Entscheidungsstichwort (Thema)

Zur Auslegung einer Klausel, wonach die Durchführung eines Kaufvertrages über Wohnungseigentum der Zustimmung des Verwalters bedarf; zu den Voraus setzungen über die Rückgängigmachung eines Erwerbs vorganges i. S. des § 16 Abs. 1 GrEStG, wenn die Käufer partei bereits eine andere Person als Käufer benannt hat

 

Leitsatz (NV)

1. Die in einem notariellen Kaufvertrag über die Veräußerung von Wohnungseigentum enthaltene Klausel, daß die Durchführung des Vertrages von der Erteilung der Genehmigung des Verwalters (vgl. § 12 WEG) abhängig sei, kann grundsätzlich nicht i. S. einer echten (Potestativ-)Bedingung (vgl. § 158 Abs. 1 BGB) ausgelegt werden.

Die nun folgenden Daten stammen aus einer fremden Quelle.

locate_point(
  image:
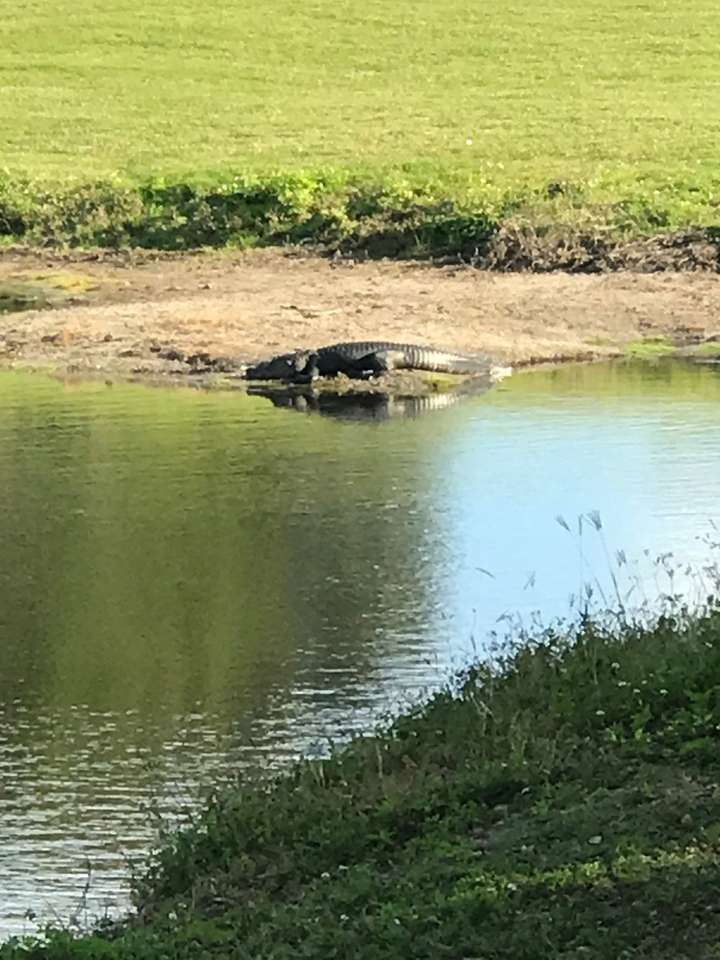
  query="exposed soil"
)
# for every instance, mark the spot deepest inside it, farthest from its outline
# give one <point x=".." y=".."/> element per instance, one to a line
<point x="131" y="316"/>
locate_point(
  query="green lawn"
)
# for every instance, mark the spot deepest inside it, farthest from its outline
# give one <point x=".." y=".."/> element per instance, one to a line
<point x="554" y="89"/>
<point x="602" y="119"/>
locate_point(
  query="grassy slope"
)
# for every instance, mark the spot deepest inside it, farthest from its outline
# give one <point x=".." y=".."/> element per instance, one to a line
<point x="620" y="96"/>
<point x="564" y="806"/>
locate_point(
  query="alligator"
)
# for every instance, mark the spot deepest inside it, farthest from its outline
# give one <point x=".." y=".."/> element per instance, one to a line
<point x="364" y="358"/>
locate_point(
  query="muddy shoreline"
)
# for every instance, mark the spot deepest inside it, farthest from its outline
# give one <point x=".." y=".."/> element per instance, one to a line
<point x="180" y="318"/>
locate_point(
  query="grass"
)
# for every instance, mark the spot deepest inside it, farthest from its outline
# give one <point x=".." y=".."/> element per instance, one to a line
<point x="555" y="110"/>
<point x="559" y="803"/>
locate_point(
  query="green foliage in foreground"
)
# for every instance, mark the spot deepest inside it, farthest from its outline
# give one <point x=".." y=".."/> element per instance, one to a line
<point x="176" y="125"/>
<point x="560" y="804"/>
<point x="559" y="226"/>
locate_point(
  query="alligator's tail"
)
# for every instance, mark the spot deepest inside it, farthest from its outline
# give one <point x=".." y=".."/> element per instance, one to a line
<point x="436" y="361"/>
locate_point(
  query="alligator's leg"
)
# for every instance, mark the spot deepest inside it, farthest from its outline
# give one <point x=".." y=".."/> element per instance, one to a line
<point x="309" y="371"/>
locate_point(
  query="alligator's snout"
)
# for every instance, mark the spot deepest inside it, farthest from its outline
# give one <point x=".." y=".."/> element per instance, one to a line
<point x="286" y="366"/>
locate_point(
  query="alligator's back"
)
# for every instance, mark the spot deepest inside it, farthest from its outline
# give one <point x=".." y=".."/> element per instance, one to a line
<point x="408" y="356"/>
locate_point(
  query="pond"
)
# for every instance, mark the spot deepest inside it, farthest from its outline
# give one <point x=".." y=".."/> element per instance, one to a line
<point x="192" y="583"/>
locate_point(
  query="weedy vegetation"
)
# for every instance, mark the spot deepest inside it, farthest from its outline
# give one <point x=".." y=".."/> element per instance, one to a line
<point x="558" y="800"/>
<point x="396" y="131"/>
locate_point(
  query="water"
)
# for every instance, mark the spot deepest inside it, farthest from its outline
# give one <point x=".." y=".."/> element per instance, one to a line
<point x="191" y="583"/>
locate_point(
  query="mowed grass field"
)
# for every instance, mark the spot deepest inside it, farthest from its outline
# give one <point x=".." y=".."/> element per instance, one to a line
<point x="512" y="94"/>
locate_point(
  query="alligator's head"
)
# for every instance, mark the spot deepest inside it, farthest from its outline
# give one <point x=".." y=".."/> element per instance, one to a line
<point x="285" y="366"/>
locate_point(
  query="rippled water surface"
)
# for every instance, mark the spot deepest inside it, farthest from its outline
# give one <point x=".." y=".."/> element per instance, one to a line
<point x="191" y="582"/>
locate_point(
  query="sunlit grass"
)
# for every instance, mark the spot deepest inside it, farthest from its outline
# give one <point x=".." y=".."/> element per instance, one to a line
<point x="619" y="98"/>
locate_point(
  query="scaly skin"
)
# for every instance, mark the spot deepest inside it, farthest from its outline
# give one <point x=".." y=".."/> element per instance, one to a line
<point x="364" y="358"/>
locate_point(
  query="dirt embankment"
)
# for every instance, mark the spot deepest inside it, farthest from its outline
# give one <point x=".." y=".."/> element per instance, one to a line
<point x="146" y="316"/>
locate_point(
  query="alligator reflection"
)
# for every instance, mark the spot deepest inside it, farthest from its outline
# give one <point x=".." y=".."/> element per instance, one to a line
<point x="368" y="406"/>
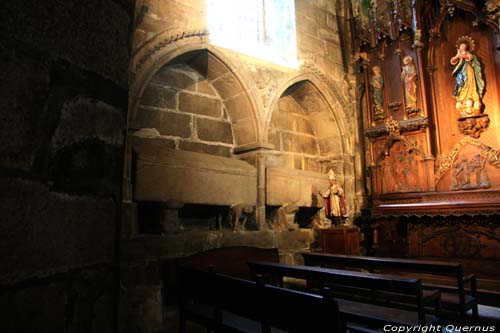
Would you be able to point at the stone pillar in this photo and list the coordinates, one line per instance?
(261, 192)
(256, 154)
(170, 221)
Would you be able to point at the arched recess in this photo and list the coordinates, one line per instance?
(175, 80)
(321, 111)
(231, 84)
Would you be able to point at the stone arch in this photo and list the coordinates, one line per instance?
(238, 95)
(328, 116)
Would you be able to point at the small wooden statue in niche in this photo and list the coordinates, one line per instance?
(409, 77)
(469, 84)
(335, 205)
(469, 175)
(377, 86)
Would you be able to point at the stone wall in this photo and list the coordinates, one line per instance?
(186, 110)
(292, 134)
(64, 100)
(150, 274)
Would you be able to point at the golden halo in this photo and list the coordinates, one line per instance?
(467, 40)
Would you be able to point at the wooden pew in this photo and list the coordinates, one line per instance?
(455, 297)
(227, 304)
(231, 260)
(363, 297)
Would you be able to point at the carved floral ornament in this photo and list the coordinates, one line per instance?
(379, 19)
(486, 155)
(394, 129)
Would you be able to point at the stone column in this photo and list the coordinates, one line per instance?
(256, 154)
(170, 220)
(261, 191)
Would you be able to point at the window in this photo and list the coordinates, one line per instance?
(261, 28)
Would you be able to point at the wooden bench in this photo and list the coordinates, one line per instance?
(454, 297)
(366, 298)
(227, 304)
(231, 260)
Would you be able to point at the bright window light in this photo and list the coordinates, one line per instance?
(261, 28)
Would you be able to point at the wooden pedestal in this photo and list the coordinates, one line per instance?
(341, 240)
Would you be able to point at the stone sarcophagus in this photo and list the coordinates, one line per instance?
(298, 187)
(163, 175)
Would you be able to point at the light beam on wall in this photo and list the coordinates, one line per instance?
(260, 28)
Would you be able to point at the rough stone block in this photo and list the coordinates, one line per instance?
(244, 132)
(167, 123)
(227, 86)
(306, 145)
(280, 191)
(204, 148)
(282, 120)
(84, 118)
(53, 232)
(238, 107)
(160, 97)
(144, 310)
(198, 104)
(274, 138)
(204, 87)
(311, 45)
(213, 130)
(56, 27)
(331, 146)
(294, 240)
(307, 26)
(286, 258)
(179, 77)
(305, 8)
(302, 125)
(208, 66)
(35, 309)
(311, 164)
(87, 167)
(331, 21)
(24, 88)
(331, 37)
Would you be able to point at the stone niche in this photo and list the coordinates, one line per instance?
(305, 135)
(164, 174)
(171, 185)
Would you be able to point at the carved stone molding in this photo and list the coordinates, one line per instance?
(159, 42)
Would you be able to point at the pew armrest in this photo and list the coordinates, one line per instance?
(471, 278)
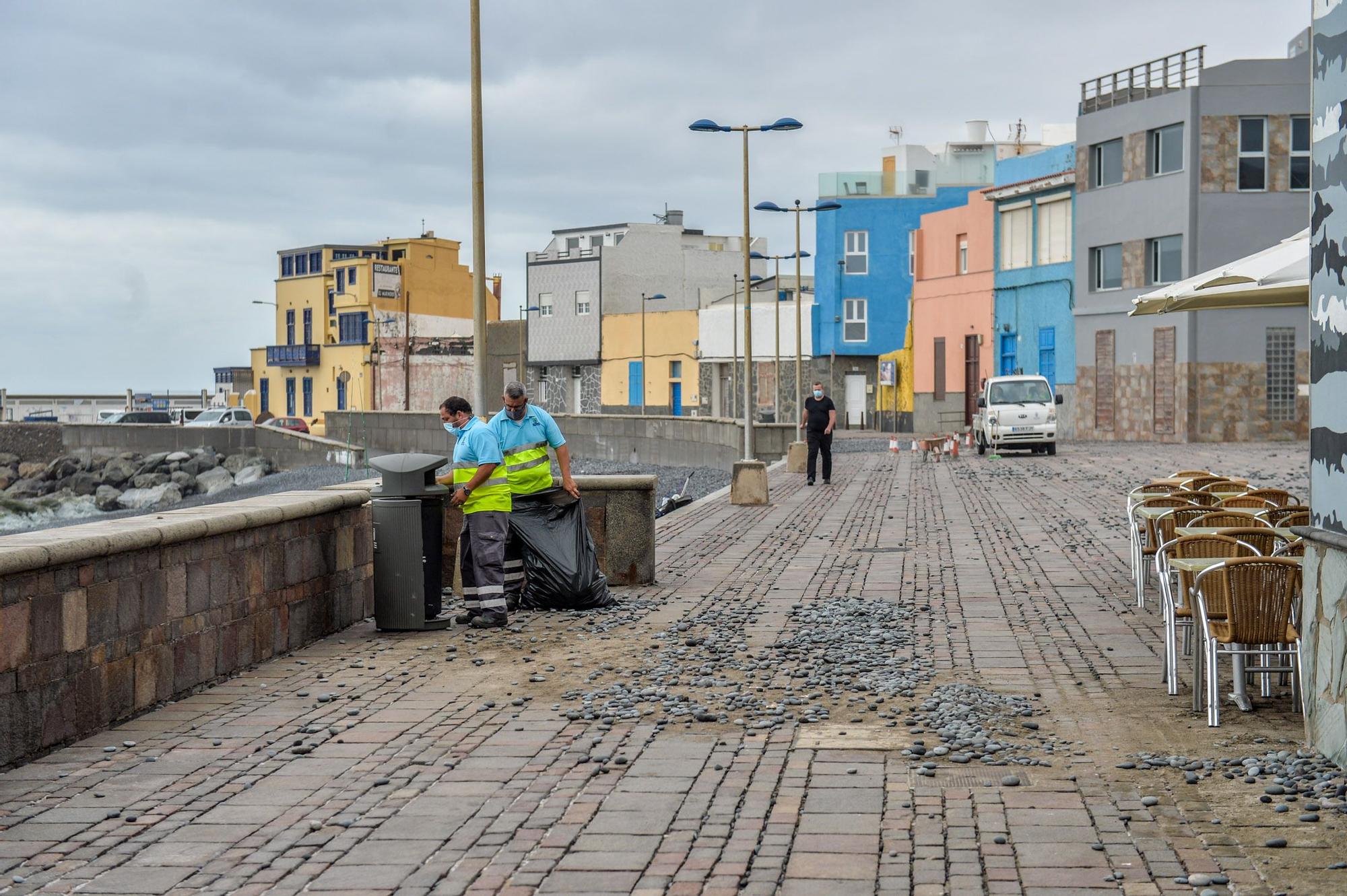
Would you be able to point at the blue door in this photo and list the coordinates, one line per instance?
(1049, 354)
(635, 384)
(1007, 354)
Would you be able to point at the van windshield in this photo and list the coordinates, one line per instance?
(1020, 392)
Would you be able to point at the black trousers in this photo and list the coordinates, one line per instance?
(821, 443)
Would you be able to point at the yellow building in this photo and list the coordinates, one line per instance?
(347, 315)
(669, 374)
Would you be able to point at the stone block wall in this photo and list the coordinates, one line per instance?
(1213, 401)
(32, 442)
(103, 621)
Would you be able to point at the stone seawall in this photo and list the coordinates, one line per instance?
(103, 621)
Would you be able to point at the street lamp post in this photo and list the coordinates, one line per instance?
(645, 299)
(707, 125)
(828, 205)
(523, 339)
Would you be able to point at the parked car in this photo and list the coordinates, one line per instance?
(142, 416)
(294, 424)
(1018, 412)
(223, 417)
(187, 415)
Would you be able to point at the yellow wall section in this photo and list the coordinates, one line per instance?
(670, 335)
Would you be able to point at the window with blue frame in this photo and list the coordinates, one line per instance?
(1007, 354)
(1049, 354)
(354, 329)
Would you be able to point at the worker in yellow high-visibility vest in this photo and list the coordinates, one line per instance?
(483, 491)
(526, 432)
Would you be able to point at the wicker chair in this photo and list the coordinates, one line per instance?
(1261, 539)
(1278, 514)
(1228, 520)
(1204, 498)
(1177, 590)
(1144, 540)
(1247, 502)
(1202, 483)
(1280, 497)
(1261, 598)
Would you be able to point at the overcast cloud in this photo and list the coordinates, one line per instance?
(154, 155)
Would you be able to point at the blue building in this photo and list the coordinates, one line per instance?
(864, 260)
(1035, 269)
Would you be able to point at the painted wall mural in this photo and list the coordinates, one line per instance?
(1329, 269)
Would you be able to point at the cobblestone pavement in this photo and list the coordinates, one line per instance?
(452, 763)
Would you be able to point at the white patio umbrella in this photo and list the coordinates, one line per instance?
(1275, 277)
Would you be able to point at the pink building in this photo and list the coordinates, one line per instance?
(953, 310)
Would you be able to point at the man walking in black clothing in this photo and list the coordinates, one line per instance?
(818, 420)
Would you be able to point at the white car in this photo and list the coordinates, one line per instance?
(223, 417)
(1018, 412)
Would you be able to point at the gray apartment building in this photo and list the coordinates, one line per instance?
(587, 273)
(1182, 168)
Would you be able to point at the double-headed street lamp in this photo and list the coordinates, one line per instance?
(523, 338)
(707, 125)
(645, 299)
(828, 205)
(777, 285)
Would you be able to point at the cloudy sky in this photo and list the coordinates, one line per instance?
(156, 153)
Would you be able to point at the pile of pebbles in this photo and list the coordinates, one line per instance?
(855, 649)
(1288, 777)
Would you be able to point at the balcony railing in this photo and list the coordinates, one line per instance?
(1177, 71)
(301, 355)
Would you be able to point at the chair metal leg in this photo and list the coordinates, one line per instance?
(1213, 685)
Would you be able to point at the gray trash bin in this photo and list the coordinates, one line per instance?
(409, 513)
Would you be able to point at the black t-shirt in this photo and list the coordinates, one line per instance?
(817, 413)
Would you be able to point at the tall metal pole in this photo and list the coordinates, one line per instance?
(735, 346)
(777, 365)
(799, 295)
(479, 218)
(643, 354)
(748, 316)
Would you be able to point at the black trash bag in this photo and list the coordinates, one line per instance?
(561, 565)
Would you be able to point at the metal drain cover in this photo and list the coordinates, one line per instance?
(952, 778)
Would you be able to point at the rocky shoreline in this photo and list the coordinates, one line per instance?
(122, 481)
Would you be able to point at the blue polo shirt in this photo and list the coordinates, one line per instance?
(537, 425)
(478, 444)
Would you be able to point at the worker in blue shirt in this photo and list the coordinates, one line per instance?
(526, 432)
(483, 491)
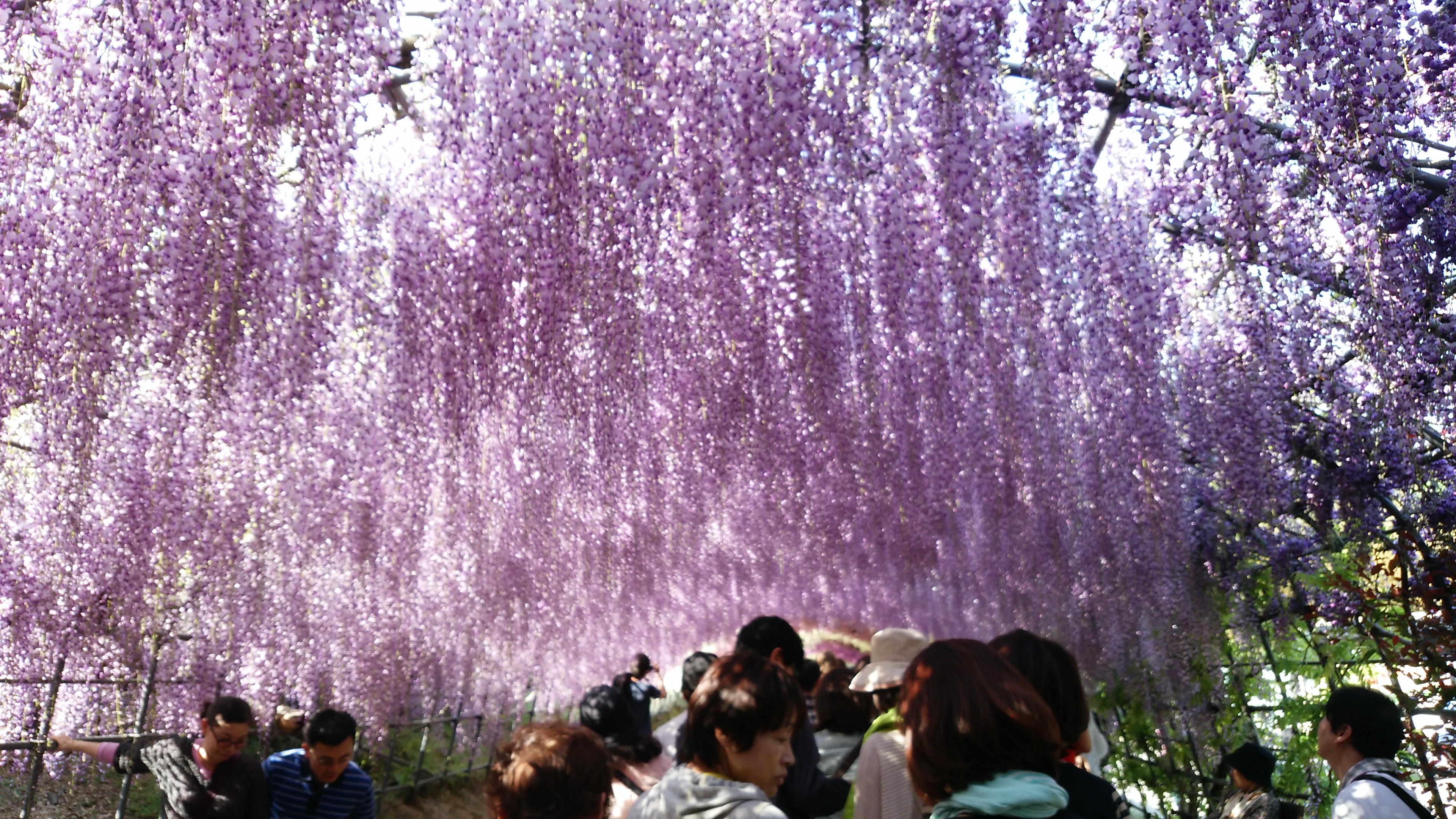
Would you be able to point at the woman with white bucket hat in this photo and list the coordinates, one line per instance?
(883, 788)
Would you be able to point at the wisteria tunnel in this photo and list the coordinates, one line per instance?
(423, 359)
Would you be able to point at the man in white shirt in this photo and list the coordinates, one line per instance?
(693, 670)
(1359, 738)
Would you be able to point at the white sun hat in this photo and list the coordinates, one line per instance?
(890, 655)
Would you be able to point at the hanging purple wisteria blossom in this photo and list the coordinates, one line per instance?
(577, 328)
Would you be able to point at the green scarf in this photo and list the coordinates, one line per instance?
(890, 720)
(887, 722)
(1026, 795)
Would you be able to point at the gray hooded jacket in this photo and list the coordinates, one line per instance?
(688, 795)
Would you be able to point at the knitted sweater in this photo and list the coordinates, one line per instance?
(237, 789)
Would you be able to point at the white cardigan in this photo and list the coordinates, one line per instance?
(883, 786)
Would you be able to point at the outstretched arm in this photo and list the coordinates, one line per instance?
(94, 750)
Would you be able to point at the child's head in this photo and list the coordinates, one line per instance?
(549, 772)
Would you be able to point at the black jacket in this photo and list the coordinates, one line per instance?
(238, 789)
(807, 792)
(1088, 796)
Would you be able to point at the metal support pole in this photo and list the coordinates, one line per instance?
(389, 770)
(420, 761)
(38, 753)
(475, 747)
(142, 722)
(455, 729)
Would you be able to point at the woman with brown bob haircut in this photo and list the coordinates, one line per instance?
(982, 741)
(740, 723)
(549, 772)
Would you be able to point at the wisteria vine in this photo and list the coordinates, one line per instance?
(576, 328)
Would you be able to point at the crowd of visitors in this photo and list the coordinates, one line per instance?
(918, 729)
(922, 729)
(210, 777)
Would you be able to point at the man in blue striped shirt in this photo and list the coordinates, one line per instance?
(321, 780)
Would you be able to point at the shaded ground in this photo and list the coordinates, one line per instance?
(464, 799)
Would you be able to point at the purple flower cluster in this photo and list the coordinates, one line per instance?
(629, 321)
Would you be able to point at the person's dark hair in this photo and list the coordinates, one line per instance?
(228, 710)
(641, 665)
(1055, 674)
(549, 772)
(972, 716)
(839, 709)
(742, 696)
(329, 728)
(809, 675)
(606, 712)
(1374, 719)
(693, 670)
(1254, 761)
(764, 634)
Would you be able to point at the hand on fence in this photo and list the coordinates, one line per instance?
(63, 744)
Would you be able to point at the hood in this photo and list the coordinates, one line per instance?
(688, 795)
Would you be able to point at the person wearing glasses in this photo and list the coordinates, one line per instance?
(200, 779)
(321, 779)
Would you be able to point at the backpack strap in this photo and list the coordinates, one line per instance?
(1395, 788)
(628, 781)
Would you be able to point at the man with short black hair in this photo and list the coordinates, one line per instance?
(807, 792)
(321, 780)
(1360, 736)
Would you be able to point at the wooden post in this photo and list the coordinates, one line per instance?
(142, 722)
(38, 751)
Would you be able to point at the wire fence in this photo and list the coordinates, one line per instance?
(411, 755)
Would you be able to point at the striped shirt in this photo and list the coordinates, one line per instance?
(883, 784)
(351, 796)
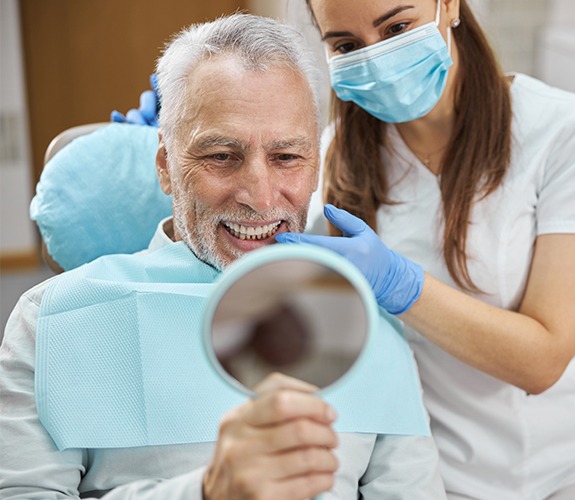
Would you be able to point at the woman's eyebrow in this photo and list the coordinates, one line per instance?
(388, 15)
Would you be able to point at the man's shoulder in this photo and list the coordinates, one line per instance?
(34, 295)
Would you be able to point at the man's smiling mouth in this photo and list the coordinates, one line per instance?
(252, 232)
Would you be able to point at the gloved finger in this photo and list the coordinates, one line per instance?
(335, 243)
(349, 224)
(117, 117)
(148, 105)
(154, 82)
(135, 116)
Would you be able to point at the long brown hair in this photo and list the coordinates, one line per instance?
(474, 163)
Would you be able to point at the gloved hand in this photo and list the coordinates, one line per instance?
(395, 280)
(147, 113)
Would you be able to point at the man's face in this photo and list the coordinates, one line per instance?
(245, 159)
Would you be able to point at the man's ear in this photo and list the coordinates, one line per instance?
(162, 166)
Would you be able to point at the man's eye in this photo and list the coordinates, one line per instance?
(221, 156)
(287, 157)
(344, 48)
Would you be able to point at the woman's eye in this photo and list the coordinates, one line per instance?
(344, 48)
(397, 29)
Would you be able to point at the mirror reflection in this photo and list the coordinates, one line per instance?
(296, 317)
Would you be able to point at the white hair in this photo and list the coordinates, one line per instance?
(261, 43)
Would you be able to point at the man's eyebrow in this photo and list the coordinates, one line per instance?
(216, 140)
(295, 142)
(381, 19)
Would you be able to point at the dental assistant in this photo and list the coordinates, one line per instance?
(465, 177)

2. Hat sich die Käuferin eines Grundstücks (= Kapitalgesellschaft) im Kaufvertrag vorbehalten, innerhalb einer bestimmten Frist an ihrer Stelle eine andere Gesellschaft (Tochtergesellschaft) als Käuferin zu benennen und macht die Käuferin von diesem Benennungsrecht Gebrauch, so liegt eine Rückgängigmachung des (ersten) Erwerbsvorgangs i. S. des § 16 Abs. 1 GrEStG nicht darin, daß die ursprünglichen Kaufvertragsparteien später (nach Ausübung des Benennungsrechts durch die Käuferin) vereinbaren, daß die Benennung "von Anfang an einen unmittelbaren Anspruch der benannten Person auf Eigentumsverschaffung gegen den Verkäufer begründet und ein eigener Erfüllungsanspruch der ursprünglichen Käuferin von Anfang an ausgeschlossen (sei)". Eine Rückgängigmachung des Kaufvertrages i. S. des § 16 Abs. 1 GrEStG kann auch nicht darin gesehen werden, daß die Parteien des ursprünglichen Kaufvertrages nach Ausübung des Benennungsrechts durch die Käuferin den Kaufvertrag, "soweit er noch besteht, vollen Umfangs" aufheben, wenn im übrigen alles beim alten bleibt, d. h. die von der ursprünglichen Käuferin (Kapitalgesellschaft) benannte Erwerberin (Tochtergesellschaft) ihre Rechte und Pflichten aus dem Kaufvertrag behalten soll.

 

Normenkette

GrEStG § 16; BGB §§ 133, 157, 158 Abs. 1; WEG § 12 Abs. 1

 

Tatbestand

Durch notariellen Vertrag vom 31. März 1989 kaufte die Klägerin und Revisionsbeklagte (Klägerin), eine ausländische AG, zum Kaufpreis von 4 Mio. DM die im Grundbuch von ... eingetragenen Wohnungseigentumsrechte Nr. 1 bis 4. Die genannten Wohnungseigentumsrechte hatte der bisherige Eigentümer und Verkäufer im Wege der Vorratsteilung nach § 8 Abs. 1 des Wohnungs eigentumsgesetzes (WEG) gebildet. Die Wohnungsgrundbücher wurden am 9. Juli 1986 angelegt. Sie enthalten den Vermerk, daß die Veräußerung des Wohnungseigentums -- von bestimmten Ausnahmen abgesehen -- der Zustimmung des Verwalters (§ 12 WEG) bedarf.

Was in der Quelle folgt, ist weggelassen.